Growing up in Queens, New York, he became a special agent in 1975. Unlike Maxwell Smart, the secret agent in the 1960s TV comedy series Get Smart, he never removes his shoe to talk into the secret phone hidden inside. He did once have a STU-III, third generation Secure Telephone Unit, but he’s been retired now for decades.

Maxwell Smart and Agent 99, Get Smart promotional poster

On the central landing of the clay-tiled stairs, three abstract art glass windows, one stained, the other two leaded, form a triptych. The images are floral, but resemble seated Bodhisattvas if designed by Marc Chagall.

Downtown glows purple through the early evening against the golden light poured up at the oaks from the dining room. The room extends from the back like the dining room Ted added at Epping Forest, which he was restoring when he designed this house. Epping Forest, a Mediterranean Revival style mansion centered on a three story entryway and tower, built for Alfred and Jessie Ball duPont on the river in 1927, was built by Marsh and Saxelbye, who also built the house Ted restored for himself and his family in Avondale.
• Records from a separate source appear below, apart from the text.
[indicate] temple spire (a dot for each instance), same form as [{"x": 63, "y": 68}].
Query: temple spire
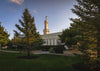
[
  {"x": 46, "y": 30},
  {"x": 46, "y": 17}
]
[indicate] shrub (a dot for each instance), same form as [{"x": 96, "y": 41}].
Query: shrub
[{"x": 52, "y": 50}]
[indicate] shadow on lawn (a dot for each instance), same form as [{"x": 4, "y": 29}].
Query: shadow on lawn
[
  {"x": 84, "y": 67},
  {"x": 28, "y": 57}
]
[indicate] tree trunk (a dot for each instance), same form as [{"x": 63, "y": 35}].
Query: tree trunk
[{"x": 28, "y": 47}]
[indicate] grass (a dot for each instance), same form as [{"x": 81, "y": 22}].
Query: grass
[{"x": 10, "y": 62}]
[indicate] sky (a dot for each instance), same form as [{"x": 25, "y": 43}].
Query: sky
[{"x": 58, "y": 12}]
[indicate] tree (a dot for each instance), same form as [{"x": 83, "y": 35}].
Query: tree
[
  {"x": 70, "y": 37},
  {"x": 89, "y": 13},
  {"x": 4, "y": 36},
  {"x": 28, "y": 29}
]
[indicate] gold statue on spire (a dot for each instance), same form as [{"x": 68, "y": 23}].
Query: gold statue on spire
[{"x": 46, "y": 17}]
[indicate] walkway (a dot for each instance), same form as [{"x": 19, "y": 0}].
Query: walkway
[{"x": 39, "y": 52}]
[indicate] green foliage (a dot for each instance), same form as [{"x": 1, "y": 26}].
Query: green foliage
[
  {"x": 51, "y": 50},
  {"x": 70, "y": 36},
  {"x": 10, "y": 62},
  {"x": 4, "y": 36},
  {"x": 31, "y": 37}
]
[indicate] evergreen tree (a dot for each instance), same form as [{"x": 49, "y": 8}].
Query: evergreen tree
[
  {"x": 4, "y": 36},
  {"x": 89, "y": 13},
  {"x": 28, "y": 29}
]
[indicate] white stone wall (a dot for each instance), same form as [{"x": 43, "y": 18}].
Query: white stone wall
[{"x": 51, "y": 39}]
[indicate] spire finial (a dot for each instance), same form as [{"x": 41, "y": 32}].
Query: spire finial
[{"x": 46, "y": 17}]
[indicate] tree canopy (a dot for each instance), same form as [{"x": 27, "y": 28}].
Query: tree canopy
[{"x": 4, "y": 36}]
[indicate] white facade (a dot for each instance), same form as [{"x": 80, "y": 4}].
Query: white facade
[{"x": 51, "y": 39}]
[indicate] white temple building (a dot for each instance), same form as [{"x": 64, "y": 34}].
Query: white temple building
[{"x": 50, "y": 38}]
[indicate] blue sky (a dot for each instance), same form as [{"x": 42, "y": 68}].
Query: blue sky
[{"x": 58, "y": 12}]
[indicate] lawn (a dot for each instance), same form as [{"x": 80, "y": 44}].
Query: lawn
[{"x": 10, "y": 62}]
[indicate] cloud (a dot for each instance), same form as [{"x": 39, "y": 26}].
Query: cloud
[
  {"x": 17, "y": 1},
  {"x": 34, "y": 11}
]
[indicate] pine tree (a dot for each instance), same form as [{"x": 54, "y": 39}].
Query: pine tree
[
  {"x": 89, "y": 14},
  {"x": 31, "y": 36},
  {"x": 4, "y": 36}
]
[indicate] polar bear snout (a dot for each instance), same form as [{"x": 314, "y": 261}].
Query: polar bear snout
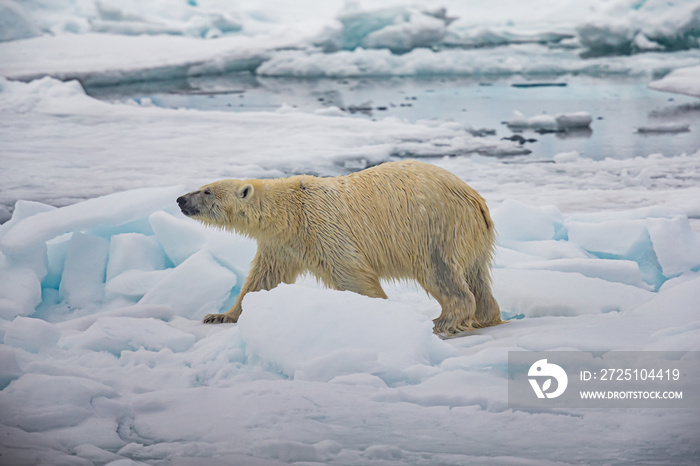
[{"x": 188, "y": 204}]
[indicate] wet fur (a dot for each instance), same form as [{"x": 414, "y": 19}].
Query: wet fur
[{"x": 399, "y": 220}]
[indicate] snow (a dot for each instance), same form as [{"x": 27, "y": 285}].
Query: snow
[
  {"x": 681, "y": 81},
  {"x": 147, "y": 363},
  {"x": 103, "y": 357}
]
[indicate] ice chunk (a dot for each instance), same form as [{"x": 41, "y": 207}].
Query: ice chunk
[
  {"x": 134, "y": 251},
  {"x": 198, "y": 286},
  {"x": 622, "y": 271},
  {"x": 550, "y": 123},
  {"x": 56, "y": 250},
  {"x": 179, "y": 237},
  {"x": 520, "y": 222},
  {"x": 574, "y": 120},
  {"x": 564, "y": 157},
  {"x": 82, "y": 282},
  {"x": 419, "y": 31},
  {"x": 32, "y": 334},
  {"x": 24, "y": 209},
  {"x": 622, "y": 238},
  {"x": 40, "y": 402},
  {"x": 135, "y": 283},
  {"x": 117, "y": 334},
  {"x": 398, "y": 29},
  {"x": 664, "y": 128},
  {"x": 681, "y": 81},
  {"x": 114, "y": 209},
  {"x": 318, "y": 334},
  {"x": 538, "y": 293},
  {"x": 676, "y": 246},
  {"x": 15, "y": 23},
  {"x": 520, "y": 121},
  {"x": 20, "y": 288},
  {"x": 9, "y": 369},
  {"x": 289, "y": 451}
]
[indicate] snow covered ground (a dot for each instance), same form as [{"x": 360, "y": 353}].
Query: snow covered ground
[{"x": 103, "y": 359}]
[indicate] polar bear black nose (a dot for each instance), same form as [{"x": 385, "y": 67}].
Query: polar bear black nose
[{"x": 186, "y": 207}]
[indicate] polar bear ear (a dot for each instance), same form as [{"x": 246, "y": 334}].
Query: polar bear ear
[{"x": 245, "y": 191}]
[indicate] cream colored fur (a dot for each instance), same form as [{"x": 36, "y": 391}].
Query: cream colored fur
[{"x": 399, "y": 220}]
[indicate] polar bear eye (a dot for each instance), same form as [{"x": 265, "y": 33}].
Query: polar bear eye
[{"x": 245, "y": 191}]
cover of Florida Architect, November/December 1989, showing Ted Pappas’s restoration of Epping Forest

All across this property, the light dapples, rises and sinks. The sliding-glass doors of the master bedroom open into the river light. The ancient oak out back has lost limbs in storms, been cauterized, but still drapes Spanish moss like it has for two centuries.

Another house preceded this house, but when the World War II bombardier, who’d owned the whole property from the main road to the river, left it behind, it fell into disrepair. The secrets of the world outnumber things known, as do the reasons for maintaining privacy. The lights at the end of the dock are no more Gatsby’s green than they are the purple of my prose. All this blue, as at the far end of the spectrum, is the light of distance.